Sabine est diplômée de l’Ohio State University en 1886. Il a déménagé à Harvard pour des études supérieures. Il est resté. Il a rejoint la faculté. Il était brillant. Il n’a jamais non plus pris la peine d’obtenir son doctorat. Ses papiers étaient peu nombreux mais exceptionnels.
Le problème a commencé en 1895. Harvard a ouvert le Fogg Art Museum. Son auditorium était un désastre. L’acoustique était sérieusement défectueuse. Pourquoi? Réverbération excessive. Le son rebondissait tellement que les mots se transformaient en bouillie.
On a demandé à Sabine de trouver un remède. Il ne s’est pas contenté de le patcher. Il a trouvé une loi.
Il découvre une relation simple. Le produit du temps de réverbération multiplié par la capacité d’absorption totale de la pièce est proportionnel au volume de la pièce. C’est devenu la loi de Sabine.
Il a également créé une unité de mesure. Le sabin. Il mesure le pouvoir d’absorption acoustique. Il porte son nom.
Le premier bâtiment conçu selon ces principes fut le Boston Symphony Hall. Il a ouvert ses portes en 1900. Ce fut un grand succès acoustique.
L’influence de Sabine va au-delà du design.
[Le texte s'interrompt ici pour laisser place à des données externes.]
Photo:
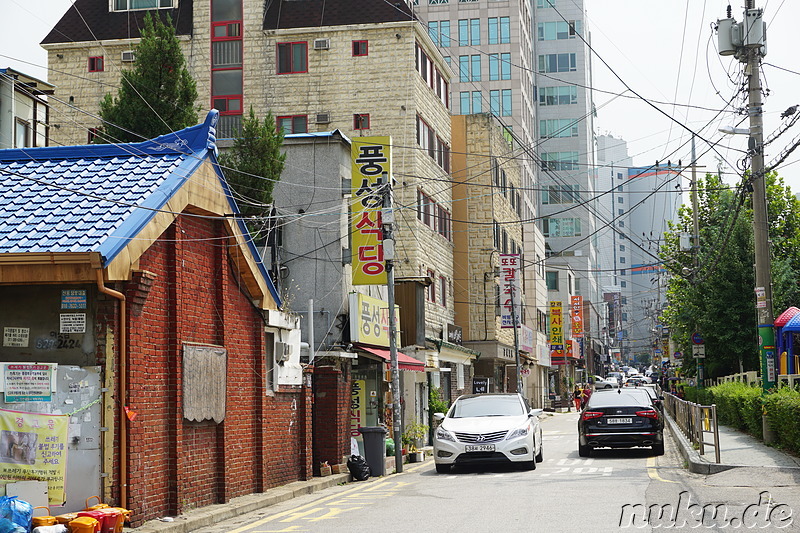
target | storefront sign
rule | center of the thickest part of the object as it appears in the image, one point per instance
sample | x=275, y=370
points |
x=511, y=291
x=358, y=407
x=72, y=323
x=576, y=314
x=73, y=299
x=16, y=337
x=33, y=447
x=23, y=382
x=370, y=176
x=369, y=320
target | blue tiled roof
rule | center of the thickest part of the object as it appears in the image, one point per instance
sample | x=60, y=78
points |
x=96, y=198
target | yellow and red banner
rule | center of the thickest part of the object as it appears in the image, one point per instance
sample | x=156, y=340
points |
x=576, y=312
x=33, y=447
x=371, y=174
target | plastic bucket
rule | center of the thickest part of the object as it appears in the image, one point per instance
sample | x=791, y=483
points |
x=84, y=524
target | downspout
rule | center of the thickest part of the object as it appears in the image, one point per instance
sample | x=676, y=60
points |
x=123, y=388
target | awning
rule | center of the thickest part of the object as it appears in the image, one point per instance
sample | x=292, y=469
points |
x=404, y=362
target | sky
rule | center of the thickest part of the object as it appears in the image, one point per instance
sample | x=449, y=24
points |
x=666, y=52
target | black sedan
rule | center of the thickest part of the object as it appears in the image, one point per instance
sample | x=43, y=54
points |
x=620, y=419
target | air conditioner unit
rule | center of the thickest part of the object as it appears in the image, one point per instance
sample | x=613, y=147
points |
x=282, y=352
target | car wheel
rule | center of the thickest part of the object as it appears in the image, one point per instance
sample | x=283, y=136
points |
x=584, y=451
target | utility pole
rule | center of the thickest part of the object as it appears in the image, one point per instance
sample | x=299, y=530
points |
x=388, y=251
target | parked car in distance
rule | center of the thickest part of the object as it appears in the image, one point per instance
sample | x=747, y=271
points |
x=488, y=428
x=600, y=383
x=621, y=418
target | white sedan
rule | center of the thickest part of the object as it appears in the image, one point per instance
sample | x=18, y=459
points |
x=488, y=428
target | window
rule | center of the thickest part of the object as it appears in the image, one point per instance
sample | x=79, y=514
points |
x=292, y=58
x=552, y=31
x=563, y=95
x=130, y=5
x=560, y=161
x=361, y=121
x=558, y=127
x=360, y=48
x=96, y=64
x=292, y=124
x=551, y=278
x=557, y=63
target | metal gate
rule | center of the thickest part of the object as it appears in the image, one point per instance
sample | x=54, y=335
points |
x=78, y=394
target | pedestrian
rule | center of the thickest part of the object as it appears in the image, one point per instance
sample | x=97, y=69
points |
x=576, y=397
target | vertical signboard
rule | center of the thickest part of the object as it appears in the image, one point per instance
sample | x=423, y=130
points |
x=576, y=314
x=371, y=172
x=556, y=333
x=510, y=289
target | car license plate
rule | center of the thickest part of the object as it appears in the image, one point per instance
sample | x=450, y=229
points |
x=479, y=447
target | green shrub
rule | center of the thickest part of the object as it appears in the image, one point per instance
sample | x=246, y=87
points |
x=739, y=405
x=783, y=412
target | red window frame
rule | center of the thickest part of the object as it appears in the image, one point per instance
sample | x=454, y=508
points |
x=361, y=121
x=96, y=64
x=360, y=48
x=292, y=68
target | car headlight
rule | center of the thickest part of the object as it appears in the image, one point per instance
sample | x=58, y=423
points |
x=443, y=434
x=519, y=432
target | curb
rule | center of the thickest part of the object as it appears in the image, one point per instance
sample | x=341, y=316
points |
x=210, y=515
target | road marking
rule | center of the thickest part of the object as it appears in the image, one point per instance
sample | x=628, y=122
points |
x=372, y=486
x=653, y=472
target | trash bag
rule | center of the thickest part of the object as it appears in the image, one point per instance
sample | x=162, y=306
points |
x=17, y=511
x=358, y=467
x=7, y=526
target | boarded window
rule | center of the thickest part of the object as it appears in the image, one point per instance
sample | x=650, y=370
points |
x=205, y=376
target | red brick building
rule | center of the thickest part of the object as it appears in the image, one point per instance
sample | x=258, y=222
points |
x=199, y=390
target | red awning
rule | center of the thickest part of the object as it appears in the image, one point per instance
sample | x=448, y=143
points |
x=404, y=362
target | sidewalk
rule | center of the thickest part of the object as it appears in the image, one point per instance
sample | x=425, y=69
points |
x=737, y=450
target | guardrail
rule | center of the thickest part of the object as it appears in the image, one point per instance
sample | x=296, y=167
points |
x=696, y=421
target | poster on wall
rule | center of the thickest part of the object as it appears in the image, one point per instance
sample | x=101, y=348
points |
x=26, y=382
x=33, y=447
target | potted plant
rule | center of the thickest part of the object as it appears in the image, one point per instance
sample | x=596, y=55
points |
x=413, y=434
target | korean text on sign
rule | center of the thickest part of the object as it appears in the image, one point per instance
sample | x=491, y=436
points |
x=371, y=176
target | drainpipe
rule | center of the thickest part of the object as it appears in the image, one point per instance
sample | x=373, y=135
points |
x=123, y=388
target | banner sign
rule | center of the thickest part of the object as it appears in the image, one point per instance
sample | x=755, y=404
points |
x=369, y=320
x=371, y=170
x=511, y=290
x=576, y=312
x=556, y=333
x=23, y=382
x=358, y=407
x=33, y=447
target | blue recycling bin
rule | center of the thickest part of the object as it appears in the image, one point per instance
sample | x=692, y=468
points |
x=375, y=449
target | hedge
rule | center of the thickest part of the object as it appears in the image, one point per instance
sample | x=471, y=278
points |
x=783, y=412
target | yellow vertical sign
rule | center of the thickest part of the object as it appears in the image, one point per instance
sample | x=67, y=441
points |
x=34, y=447
x=371, y=174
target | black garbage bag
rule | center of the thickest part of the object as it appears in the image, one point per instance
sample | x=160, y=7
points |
x=358, y=467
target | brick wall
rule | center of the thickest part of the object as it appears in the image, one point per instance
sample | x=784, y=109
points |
x=175, y=464
x=331, y=415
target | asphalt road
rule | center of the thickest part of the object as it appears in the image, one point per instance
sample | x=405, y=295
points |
x=610, y=491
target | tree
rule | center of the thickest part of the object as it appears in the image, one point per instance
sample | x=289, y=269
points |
x=157, y=96
x=252, y=167
x=718, y=298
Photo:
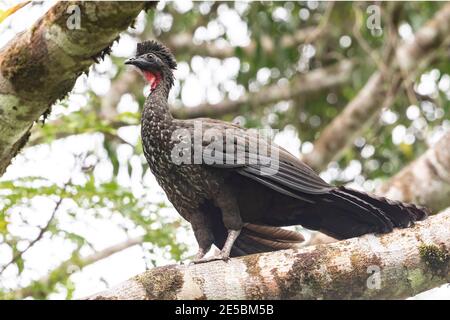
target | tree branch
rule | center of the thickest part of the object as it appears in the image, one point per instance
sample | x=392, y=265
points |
x=41, y=65
x=380, y=90
x=406, y=262
x=426, y=181
x=314, y=80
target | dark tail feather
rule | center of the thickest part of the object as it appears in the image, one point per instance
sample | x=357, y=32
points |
x=400, y=215
x=259, y=238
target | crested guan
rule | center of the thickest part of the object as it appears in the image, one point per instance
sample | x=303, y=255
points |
x=240, y=205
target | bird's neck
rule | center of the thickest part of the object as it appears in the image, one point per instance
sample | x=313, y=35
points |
x=156, y=108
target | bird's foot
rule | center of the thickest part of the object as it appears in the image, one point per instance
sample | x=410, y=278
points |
x=220, y=256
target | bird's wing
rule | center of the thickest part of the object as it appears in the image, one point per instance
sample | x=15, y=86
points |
x=266, y=163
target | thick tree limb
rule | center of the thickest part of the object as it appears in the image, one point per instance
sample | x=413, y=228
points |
x=314, y=80
x=406, y=262
x=380, y=90
x=426, y=181
x=41, y=65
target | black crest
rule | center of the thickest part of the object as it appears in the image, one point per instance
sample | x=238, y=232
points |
x=158, y=49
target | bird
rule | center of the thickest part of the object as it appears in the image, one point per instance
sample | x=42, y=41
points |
x=236, y=187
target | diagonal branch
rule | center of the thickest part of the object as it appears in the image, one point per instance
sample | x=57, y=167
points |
x=183, y=43
x=426, y=181
x=40, y=66
x=314, y=80
x=392, y=266
x=380, y=90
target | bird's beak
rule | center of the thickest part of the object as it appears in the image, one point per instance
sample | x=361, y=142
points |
x=139, y=62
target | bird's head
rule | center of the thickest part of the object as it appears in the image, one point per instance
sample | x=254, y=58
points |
x=155, y=62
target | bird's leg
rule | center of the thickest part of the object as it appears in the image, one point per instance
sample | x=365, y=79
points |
x=232, y=221
x=224, y=254
x=203, y=235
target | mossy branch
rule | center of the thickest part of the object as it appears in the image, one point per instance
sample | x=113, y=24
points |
x=391, y=266
x=41, y=65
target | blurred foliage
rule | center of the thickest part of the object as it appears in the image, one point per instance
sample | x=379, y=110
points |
x=378, y=153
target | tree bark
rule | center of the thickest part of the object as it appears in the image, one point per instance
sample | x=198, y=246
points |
x=379, y=91
x=426, y=181
x=391, y=266
x=41, y=65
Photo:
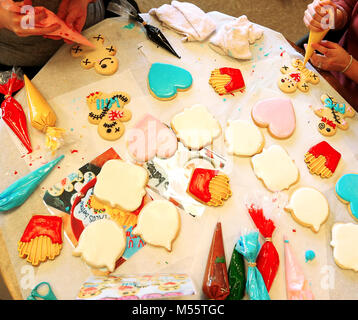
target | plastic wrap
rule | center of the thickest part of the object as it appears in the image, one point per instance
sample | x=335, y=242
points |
x=268, y=259
x=249, y=246
x=216, y=282
x=12, y=112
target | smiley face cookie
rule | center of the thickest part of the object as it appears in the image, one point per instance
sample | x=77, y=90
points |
x=101, y=58
x=108, y=112
x=296, y=77
x=333, y=116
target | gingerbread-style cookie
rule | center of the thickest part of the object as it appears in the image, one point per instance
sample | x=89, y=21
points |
x=333, y=116
x=101, y=58
x=108, y=112
x=296, y=77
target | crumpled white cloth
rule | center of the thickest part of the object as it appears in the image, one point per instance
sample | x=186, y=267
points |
x=185, y=18
x=234, y=38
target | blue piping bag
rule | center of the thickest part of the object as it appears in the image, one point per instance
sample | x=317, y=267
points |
x=249, y=246
x=17, y=193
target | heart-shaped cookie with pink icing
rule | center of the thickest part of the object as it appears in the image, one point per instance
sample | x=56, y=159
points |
x=277, y=115
x=150, y=138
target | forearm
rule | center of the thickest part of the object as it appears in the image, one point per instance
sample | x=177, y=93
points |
x=352, y=72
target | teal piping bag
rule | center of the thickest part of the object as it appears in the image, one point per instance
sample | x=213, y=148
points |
x=17, y=193
x=249, y=246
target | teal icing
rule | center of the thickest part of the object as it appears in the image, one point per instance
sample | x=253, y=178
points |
x=166, y=79
x=310, y=255
x=347, y=190
x=17, y=193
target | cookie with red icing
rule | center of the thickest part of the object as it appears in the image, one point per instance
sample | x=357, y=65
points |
x=42, y=239
x=322, y=159
x=209, y=186
x=227, y=80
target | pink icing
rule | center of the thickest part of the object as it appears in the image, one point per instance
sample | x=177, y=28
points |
x=277, y=114
x=150, y=138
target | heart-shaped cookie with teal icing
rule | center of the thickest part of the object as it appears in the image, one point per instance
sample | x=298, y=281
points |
x=165, y=80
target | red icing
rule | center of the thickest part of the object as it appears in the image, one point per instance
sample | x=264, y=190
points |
x=199, y=183
x=50, y=226
x=237, y=81
x=332, y=156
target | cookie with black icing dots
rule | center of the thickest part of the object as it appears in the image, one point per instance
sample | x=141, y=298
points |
x=108, y=112
x=101, y=58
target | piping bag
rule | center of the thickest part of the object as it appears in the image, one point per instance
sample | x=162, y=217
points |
x=268, y=259
x=11, y=110
x=42, y=117
x=17, y=193
x=297, y=287
x=316, y=37
x=216, y=282
x=249, y=246
x=123, y=7
x=64, y=31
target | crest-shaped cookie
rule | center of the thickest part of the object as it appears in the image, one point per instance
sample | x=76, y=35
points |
x=101, y=58
x=333, y=115
x=296, y=77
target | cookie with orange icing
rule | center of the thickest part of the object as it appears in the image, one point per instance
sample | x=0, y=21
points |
x=209, y=187
x=227, y=80
x=322, y=159
x=41, y=239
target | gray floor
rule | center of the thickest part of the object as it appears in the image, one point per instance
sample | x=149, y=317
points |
x=284, y=16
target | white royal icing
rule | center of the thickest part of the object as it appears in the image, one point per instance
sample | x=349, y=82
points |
x=310, y=207
x=158, y=223
x=196, y=127
x=275, y=167
x=243, y=138
x=121, y=184
x=344, y=241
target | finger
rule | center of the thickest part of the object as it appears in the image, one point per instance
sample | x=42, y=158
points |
x=62, y=9
x=309, y=26
x=320, y=48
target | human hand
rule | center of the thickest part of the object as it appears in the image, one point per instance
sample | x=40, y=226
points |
x=332, y=58
x=13, y=19
x=317, y=17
Il a été doyen de la Lawrence Scientific School de 1906 à 1908. Puis il est devenu doyen de la Harvard Graduate School of Applied Science de 1908 à 1915.
La Première Guerre mondiale a changé son orientation. Il a occupé un poste civil important au sein du département américain de la Guerre. Il était un expert des instruments aéronautiques.
Ses Collected Papers on Acoustics ont été publiés par Harvard University Press en 1922, deux ans après sa mort.
Aujourd’hui, lorsque vous entendez clairement un discours dans une grande salle, pensez à Sabine. Il a transformé le chaos en ordre. Il a fait parler le silence.